Li, ao longo desta semana, “Barba Ensopada de Sangue” (Companhia das Letras), o quarto e último romance publicado por Daniel Galera, um dos mais talentosos escritores gaúchos da nova geração. Curiosamente (ou seria paradoxalmente?), Galera não nasceu no Rio Grande do Sul e sim na capital paulista. Entretanto, por ter sido levado ainda criança para Porto Alegre, cidade onde cresceu e onde mora desde então, e por escrever suas tramas ambientadas nessa região do país, ele ganhou a cunha de escritor gaúcho. E quem sou eu para questionar ou mudar isso?

“Barba Ensopada de Sangue” é considerado o melhor trabalho literário até agora de Daniel Galera. A obra conquistou, em 2013, o Prêmio São Paulo de Literatura como o melhor livro do ano. No mesmo ano, o livro foi terceiro colocado no Prêmio Jabuti, na categoria melhor romance. Nada mal, hein?! Esta publicação já foi traduzida para alguns idiomas e foi lançada em países da América Latina e da Europa.

Antes de publicar “Barba Ensopada de Sangue”, em 2012, Daniel Galera tinha em seu portfólio artístico três romances – “Até o Dia em que o Cão Morreu” (Livros do Mal), de 2003, “Mãos de Cavalo” (Companhia das Letras), de 2006, e “Cordilheira” (Companhia das Letras), de 2008 –, uma coletânea de contos – “Dentes Guardados” (Livros do Mal), de 2001 – e uma HQ – “Cachalote” (Quadrinhos na Cia), de 2010, uma parceria com Rafael Coutinho.

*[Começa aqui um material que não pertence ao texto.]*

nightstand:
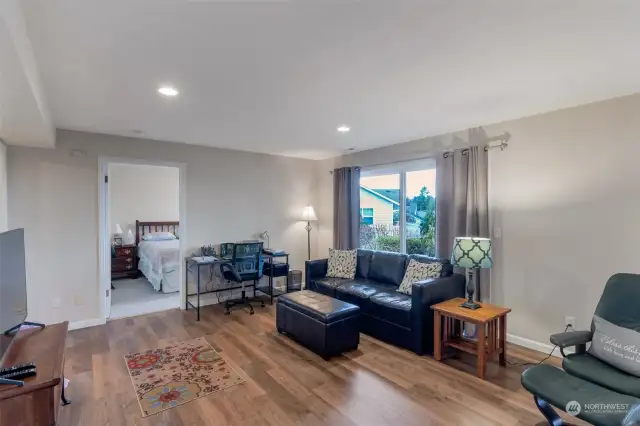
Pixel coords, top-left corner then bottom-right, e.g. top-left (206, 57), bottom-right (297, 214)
top-left (111, 244), bottom-right (138, 280)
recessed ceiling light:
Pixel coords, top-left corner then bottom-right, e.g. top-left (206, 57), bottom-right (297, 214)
top-left (158, 86), bottom-right (178, 96)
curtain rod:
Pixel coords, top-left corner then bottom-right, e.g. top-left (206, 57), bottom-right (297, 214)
top-left (442, 132), bottom-right (511, 158)
top-left (329, 132), bottom-right (511, 175)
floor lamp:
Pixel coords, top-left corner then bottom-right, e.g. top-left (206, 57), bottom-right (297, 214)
top-left (301, 204), bottom-right (318, 260)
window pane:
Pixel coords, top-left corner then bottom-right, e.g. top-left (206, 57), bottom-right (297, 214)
top-left (360, 173), bottom-right (400, 252)
top-left (405, 169), bottom-right (436, 256)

Em “Barba Ensopada de Sangue”, temos um jovem professor de educação física de nome desconhecido. Ele nasceu em São Paulo e foi criado em Porto Alegre. O rapaz de aproximadamente trinta anos vive angustiado por três tragédias familiares. O pai acabou de se suicidar. Antes de se matar, ele confessou ao filho o que ia fazer, deixando Berta, sua velha cachorra, sob a guarda da personagem principal do livro. Em um passado mais longínquo, Gaudério, o avô paterno do professor de educação física, foi assassinado em Garopaba, uma pequena vila de pescadores em Santa Catarina. As incertezas sobre a vida e, principalmente, a morte do avô também o angustiam. E para terminar, a esposa do protagonista o abandonou para viver com seu irmão. As três gerações de homens desta família, de certa forma, são envolvidas em acontecimentos dramáticos.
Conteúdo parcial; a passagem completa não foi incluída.